Dans une étude publiée dans Molecular Psychiatry , l’équipe de scientifiques a entrepris de manipuler sélectivement un groupe de cellules PSTN qui augmentent leur activité pendant les phases de boulimie. D’autres scientifiques ont observé que de nombreuses cellules PSTN deviennent actives après un gros repas, mais l’équipe s’est demandé comment ces cellules pouvaient influencer l’appétit. L’équipe de recherche a découvert que l’ensemble des cellules qui réagissent aux crises de boulimie peut modifier radicalement le comportement des souris.
Les résultats de la recherche pourraient être pertinents pour les troubles alimentaires
Les souris affamées commencent normalement à manger rapidement dès qu’elles ont de la nourriture à disposition. Mais lorsque les chercheurs ont activé cet ensemble de cellules PSTN, les souris ont commencé à manger beaucoup plus lentement et, étonnamment, à boire de l’eau beaucoup plus rapidement. Ces résultats montrent que ce groupe spécifique de cellules PSTN contrôle les premières phases de la prise de décision commandée par la faim, avant qu’il ne soit effectivement question de manger. En manipulant des groupes de cellules encore plus petits au sein du PSTN, l’équipe a pu déterminer avec précision quels groupes de cellules étaient responsables du retard de l’alimentation et de l’accélération de la consommation d’eau.

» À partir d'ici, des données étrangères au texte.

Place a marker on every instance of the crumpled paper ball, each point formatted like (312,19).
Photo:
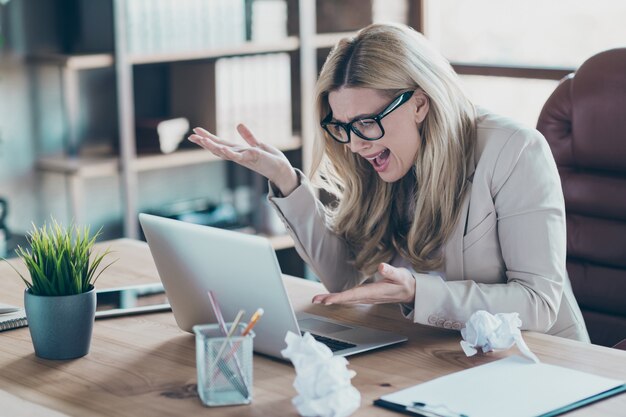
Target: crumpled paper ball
(322,380)
(488,332)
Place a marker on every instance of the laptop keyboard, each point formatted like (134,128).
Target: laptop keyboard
(333,344)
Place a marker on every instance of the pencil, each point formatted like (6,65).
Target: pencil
(255,317)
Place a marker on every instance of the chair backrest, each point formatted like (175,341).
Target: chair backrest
(584,121)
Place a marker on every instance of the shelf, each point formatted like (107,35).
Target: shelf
(191,157)
(328,40)
(75,62)
(87,167)
(90,167)
(285,45)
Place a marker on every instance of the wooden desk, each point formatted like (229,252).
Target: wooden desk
(145,365)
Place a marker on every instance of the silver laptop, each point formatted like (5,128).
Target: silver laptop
(243,272)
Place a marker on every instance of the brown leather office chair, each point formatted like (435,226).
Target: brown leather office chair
(584,121)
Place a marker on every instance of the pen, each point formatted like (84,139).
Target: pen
(253,320)
(238,383)
(438,410)
(255,317)
(222,364)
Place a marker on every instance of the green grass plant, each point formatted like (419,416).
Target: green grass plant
(59,260)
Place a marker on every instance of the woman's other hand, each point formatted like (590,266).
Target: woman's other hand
(397,286)
(256,155)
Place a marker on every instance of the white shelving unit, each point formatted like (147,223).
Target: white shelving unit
(127,164)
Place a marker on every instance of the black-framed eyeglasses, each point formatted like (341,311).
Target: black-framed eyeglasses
(368,128)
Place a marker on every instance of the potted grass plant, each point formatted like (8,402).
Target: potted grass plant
(60,297)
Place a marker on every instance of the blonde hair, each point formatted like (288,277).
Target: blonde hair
(369,212)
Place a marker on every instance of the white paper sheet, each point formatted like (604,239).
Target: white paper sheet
(513,387)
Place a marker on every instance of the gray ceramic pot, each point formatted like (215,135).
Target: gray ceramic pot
(61,327)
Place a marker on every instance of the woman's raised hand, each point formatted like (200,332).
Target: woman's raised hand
(256,155)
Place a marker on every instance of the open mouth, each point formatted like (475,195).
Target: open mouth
(379,161)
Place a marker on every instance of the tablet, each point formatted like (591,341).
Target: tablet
(129,300)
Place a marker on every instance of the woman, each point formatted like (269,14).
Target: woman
(441,207)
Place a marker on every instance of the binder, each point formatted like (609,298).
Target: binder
(512,387)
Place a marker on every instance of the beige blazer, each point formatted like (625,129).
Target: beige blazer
(507,253)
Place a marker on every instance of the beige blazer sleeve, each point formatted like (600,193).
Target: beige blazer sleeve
(513,258)
(305,220)
(507,255)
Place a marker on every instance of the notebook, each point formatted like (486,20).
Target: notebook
(243,272)
(12,317)
(512,387)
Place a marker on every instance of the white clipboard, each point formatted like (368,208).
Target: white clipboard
(512,387)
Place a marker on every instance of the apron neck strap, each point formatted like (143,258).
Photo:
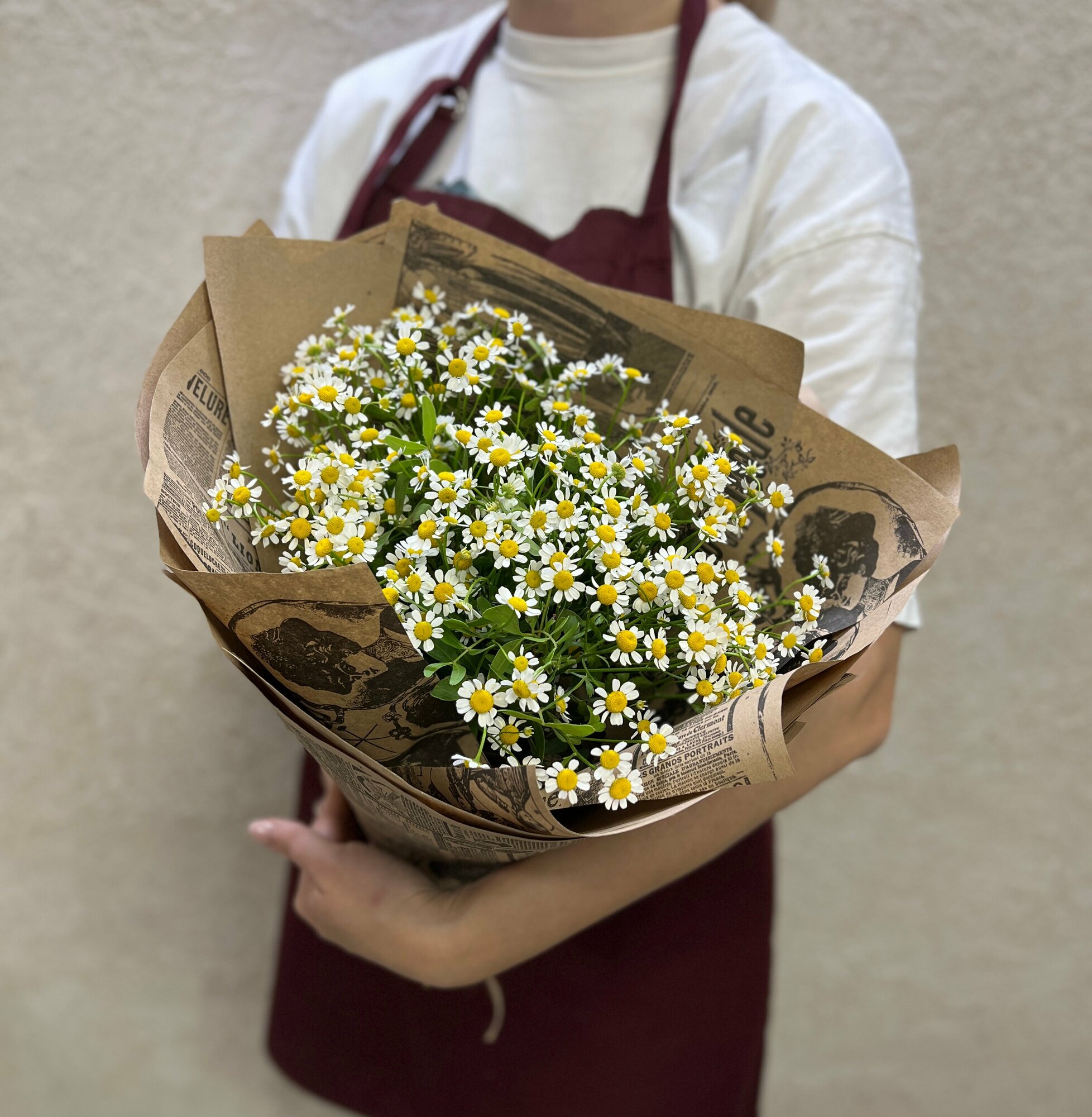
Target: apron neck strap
(453,96)
(692,21)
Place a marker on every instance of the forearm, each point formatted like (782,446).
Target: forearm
(547,900)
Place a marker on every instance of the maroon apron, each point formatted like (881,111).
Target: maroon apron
(659,1009)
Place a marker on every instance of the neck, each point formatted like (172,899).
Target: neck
(592,20)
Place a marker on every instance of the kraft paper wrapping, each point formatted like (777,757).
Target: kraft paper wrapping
(328,651)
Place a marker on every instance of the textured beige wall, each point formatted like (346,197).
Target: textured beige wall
(935,901)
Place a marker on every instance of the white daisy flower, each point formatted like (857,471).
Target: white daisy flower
(481,700)
(566,780)
(659,740)
(656,644)
(808,606)
(530,689)
(700,643)
(622,790)
(626,644)
(424,629)
(563,581)
(617,704)
(520,605)
(778,499)
(408,345)
(610,597)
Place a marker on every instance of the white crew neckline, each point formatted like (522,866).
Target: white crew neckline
(566,56)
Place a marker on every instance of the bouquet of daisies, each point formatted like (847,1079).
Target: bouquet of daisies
(554,547)
(563,572)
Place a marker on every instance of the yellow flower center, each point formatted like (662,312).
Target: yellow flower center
(616,703)
(567,780)
(482,702)
(563,580)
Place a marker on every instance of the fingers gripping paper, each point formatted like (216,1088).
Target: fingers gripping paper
(330,653)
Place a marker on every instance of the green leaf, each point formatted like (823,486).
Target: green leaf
(567,627)
(564,730)
(502,665)
(404,445)
(446,691)
(428,421)
(503,618)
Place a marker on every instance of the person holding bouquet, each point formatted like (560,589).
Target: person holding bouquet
(679,149)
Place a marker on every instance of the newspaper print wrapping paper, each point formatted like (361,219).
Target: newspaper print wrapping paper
(329,652)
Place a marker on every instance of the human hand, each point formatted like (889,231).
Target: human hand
(365,900)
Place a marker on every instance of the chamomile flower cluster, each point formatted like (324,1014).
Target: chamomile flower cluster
(563,568)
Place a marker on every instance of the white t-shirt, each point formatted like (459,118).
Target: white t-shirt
(790,203)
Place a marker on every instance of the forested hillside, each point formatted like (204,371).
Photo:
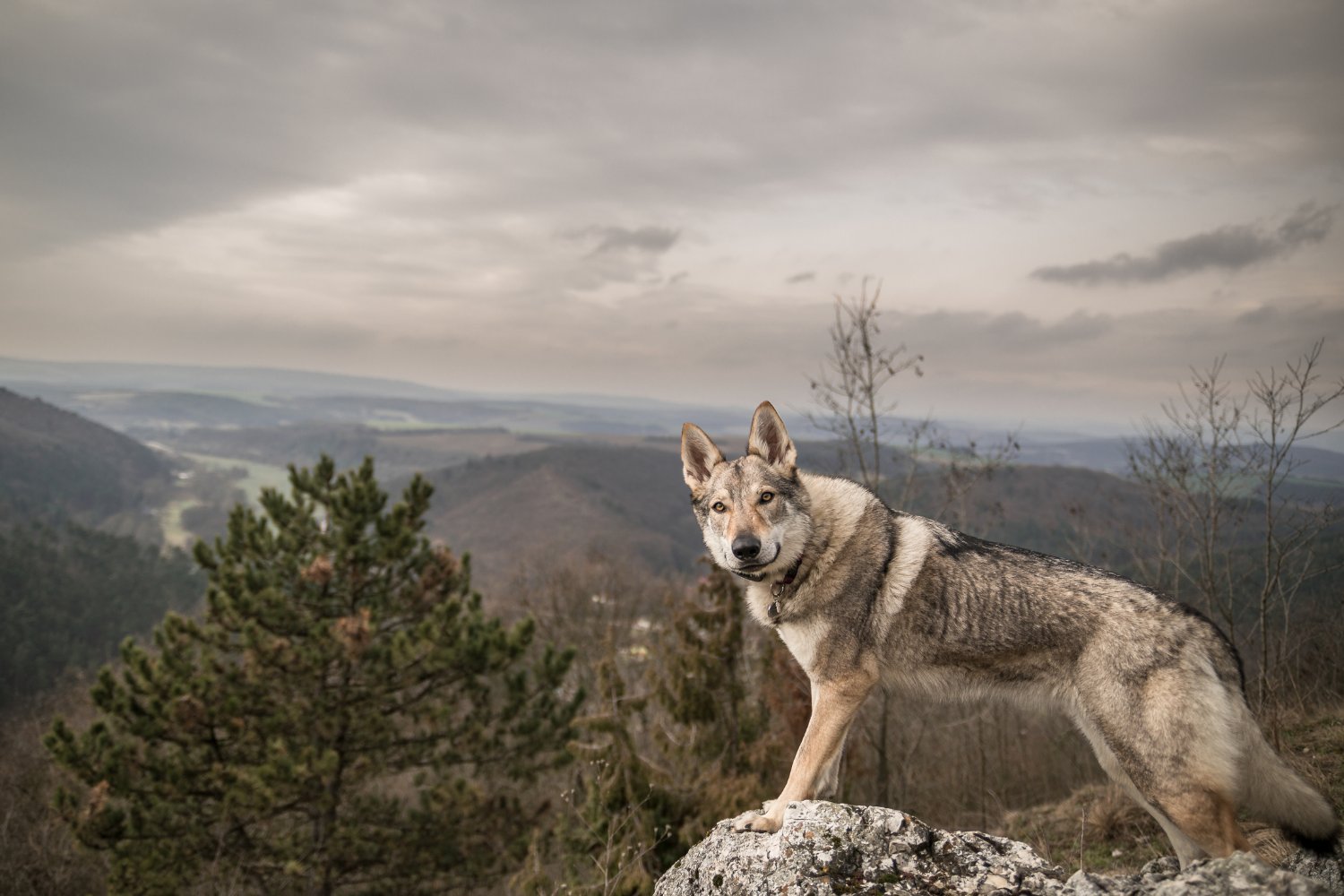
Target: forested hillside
(69,595)
(56,462)
(626,504)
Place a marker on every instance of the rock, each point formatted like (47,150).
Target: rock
(833,848)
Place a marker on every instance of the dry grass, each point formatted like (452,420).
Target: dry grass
(1099,829)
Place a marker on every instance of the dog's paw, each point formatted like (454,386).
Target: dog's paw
(752,820)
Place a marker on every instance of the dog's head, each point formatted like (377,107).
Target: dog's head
(753,511)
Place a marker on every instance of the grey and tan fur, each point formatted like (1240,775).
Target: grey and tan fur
(866,597)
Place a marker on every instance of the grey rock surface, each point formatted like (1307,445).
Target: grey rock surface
(835,848)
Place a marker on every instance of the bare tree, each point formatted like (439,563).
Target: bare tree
(1220,458)
(1195,468)
(857,403)
(1285,410)
(849,389)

Ils ont également découvert qu’un autre groupe de cellules du PSTN provoquait un effet différent et poussait les souris à manger plus de sucreries. Ces résultats de recherche pourraient être pertinents pour les troubles alimentaires, dans lesquels les personnes ont soit trop, soit trop peu de contrôle sur le début de la prise alimentaire – la décision de céder à la première bouchée ou d’attendre plus longtemps. En dehors de la nourriture et de l’eau, des mécanismes similaires pourraient jouer un rôle dans la perte de contrôle sur la consommation de substances de récompense telles que les drogues.